Much chatter has followed Kotter’s article, especially on the internet. And his latest idea has been met with welcome from a devoted fanbase. According to Ruben van der Laan, a Dutch innovation consultant who has worked with the BBC, ABN Amro and the Dutch Ministry of Justice, and has interviewed Kotter for his website: “There is definitely value in what he says because it helps people think about how to organise innovation within a company.” Meanwhile, Julian Birkinshaw, a professor of strategic management at the London Business School, described Kotter’s thinking as “elegant”.

And yet, for all the praise directed at the dual operating system, some lingering doubts remain.

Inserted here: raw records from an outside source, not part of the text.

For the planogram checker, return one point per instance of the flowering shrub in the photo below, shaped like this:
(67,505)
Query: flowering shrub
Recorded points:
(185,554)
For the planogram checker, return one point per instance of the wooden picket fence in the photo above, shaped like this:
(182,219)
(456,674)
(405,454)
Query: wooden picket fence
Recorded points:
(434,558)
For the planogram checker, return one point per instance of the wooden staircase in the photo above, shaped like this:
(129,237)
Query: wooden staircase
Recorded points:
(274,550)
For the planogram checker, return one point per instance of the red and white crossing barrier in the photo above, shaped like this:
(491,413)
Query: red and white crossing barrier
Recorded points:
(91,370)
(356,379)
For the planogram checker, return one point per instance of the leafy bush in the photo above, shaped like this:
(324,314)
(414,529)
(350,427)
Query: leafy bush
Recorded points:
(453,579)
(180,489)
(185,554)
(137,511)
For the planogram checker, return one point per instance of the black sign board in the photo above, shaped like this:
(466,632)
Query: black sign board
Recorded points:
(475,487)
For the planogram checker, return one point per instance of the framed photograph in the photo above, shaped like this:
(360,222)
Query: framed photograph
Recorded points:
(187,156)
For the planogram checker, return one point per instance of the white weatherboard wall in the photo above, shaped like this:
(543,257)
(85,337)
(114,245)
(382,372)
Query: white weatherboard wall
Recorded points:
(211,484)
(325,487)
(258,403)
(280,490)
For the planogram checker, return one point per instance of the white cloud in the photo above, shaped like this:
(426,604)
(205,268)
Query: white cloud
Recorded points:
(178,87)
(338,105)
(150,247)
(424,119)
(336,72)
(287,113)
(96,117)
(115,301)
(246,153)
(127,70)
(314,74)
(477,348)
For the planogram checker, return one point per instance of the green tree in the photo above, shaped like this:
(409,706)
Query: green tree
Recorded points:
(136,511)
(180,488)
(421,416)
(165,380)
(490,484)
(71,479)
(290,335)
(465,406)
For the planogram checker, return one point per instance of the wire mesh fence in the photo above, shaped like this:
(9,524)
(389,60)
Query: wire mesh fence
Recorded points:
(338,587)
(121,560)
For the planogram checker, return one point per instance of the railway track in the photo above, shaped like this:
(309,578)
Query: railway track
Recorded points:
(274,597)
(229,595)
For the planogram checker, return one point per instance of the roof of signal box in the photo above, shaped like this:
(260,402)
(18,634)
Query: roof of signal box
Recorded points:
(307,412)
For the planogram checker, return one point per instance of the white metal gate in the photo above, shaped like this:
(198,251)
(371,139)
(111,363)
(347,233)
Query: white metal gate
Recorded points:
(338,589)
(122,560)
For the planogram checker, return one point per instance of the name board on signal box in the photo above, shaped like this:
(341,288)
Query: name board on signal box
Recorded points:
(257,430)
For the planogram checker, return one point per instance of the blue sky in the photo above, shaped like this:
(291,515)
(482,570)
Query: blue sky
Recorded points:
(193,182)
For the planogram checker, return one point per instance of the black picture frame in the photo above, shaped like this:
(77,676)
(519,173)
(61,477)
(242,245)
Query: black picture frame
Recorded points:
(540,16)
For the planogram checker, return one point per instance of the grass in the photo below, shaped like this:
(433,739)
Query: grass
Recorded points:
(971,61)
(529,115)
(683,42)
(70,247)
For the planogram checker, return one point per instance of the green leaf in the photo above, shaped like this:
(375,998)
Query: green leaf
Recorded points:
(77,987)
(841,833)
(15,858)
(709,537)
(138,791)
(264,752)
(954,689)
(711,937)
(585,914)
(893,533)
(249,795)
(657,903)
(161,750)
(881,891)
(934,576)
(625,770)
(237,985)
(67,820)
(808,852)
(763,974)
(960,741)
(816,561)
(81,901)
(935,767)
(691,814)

The scepticism begins with a nod to time constraints. Birkinshaw’s claim that Kotter’s idea is “elegant” is borne out of its effort to be inclusive and involve many people at all levels. For Kotter, this step is critical because it is a core element of how a company would have looked in its start-up stage, with all hands – whatever their rank – to the helm. But at the same time, Birkinshaw believes this element could be Kotter’s flaw. According to him, people simply do not have the available time to dedicate themselves to a secondary strategic network in addition to their day-to-day jobs. As a result, the project becomes inherently unsustainable.

“I’ve seen many organisations try to do this and they have not been as successful as they would have liked, and the reason is that you are building this group of people who still have to do jobs while working on this additional project,” he says.

“Kotter would say there has to be much more support from the top to create this group. That’s very easy to say but very few organisations have the patience to give people the freedom they need, for as long as they need it.”

That said, Birkinshaw suggests the Kotter model looks good for creating the kind of urgency needed to effect some much-needed change.

Control
Chris Kinsella, a former finance director and until last year chief executive of the Chartered Management Institute, insists Kotter is right to focus on “strategic agility”.

But Kinsella’s worry comes down to “control” and the level of authority placed in the hands of a secondary body. He says someone needs to be in charge and implementation would still require strategic ideas to return from the secondary to the main board. “The FD would not see this structure as one that can be systemically controlled, and there may be infringements of procedure and delegated authority. It is full of control risks, with no obvious assignment of responsibility,” says Kinsella.

Birkinshaw also sees an issue over control – and views the lack of budget authority as a reason why Kotter’s secondary body could run out of steam.

“One of the reasons these Kotter-style teams don’t work well is that they don’t have their own budget. So the company faces a choice: either give the team resources and a mandate to get things done – and risk upsetting the CFO – or ask them to work on a voluntary basis and risk that their efforts fade out very quickly,” explains Birkinshaw.

There’s an added concern among observers here – that the success of dual operating systems might just depend on the complexity of a product.

Ruben van der Laan speculates that the more “integrated” a product is, the more likely a secondary body is to return to the main board for support and approval.

“If you look at Google, they have new innovations that they organise without linking too closely to the operating system. And that would be way different from an airliner where one small item would affect the whole product,” he says.

“It’s about the inter-dependencies within the product. The search engine of Google does not rely on how successful Google Glass is going to become and vice versa.”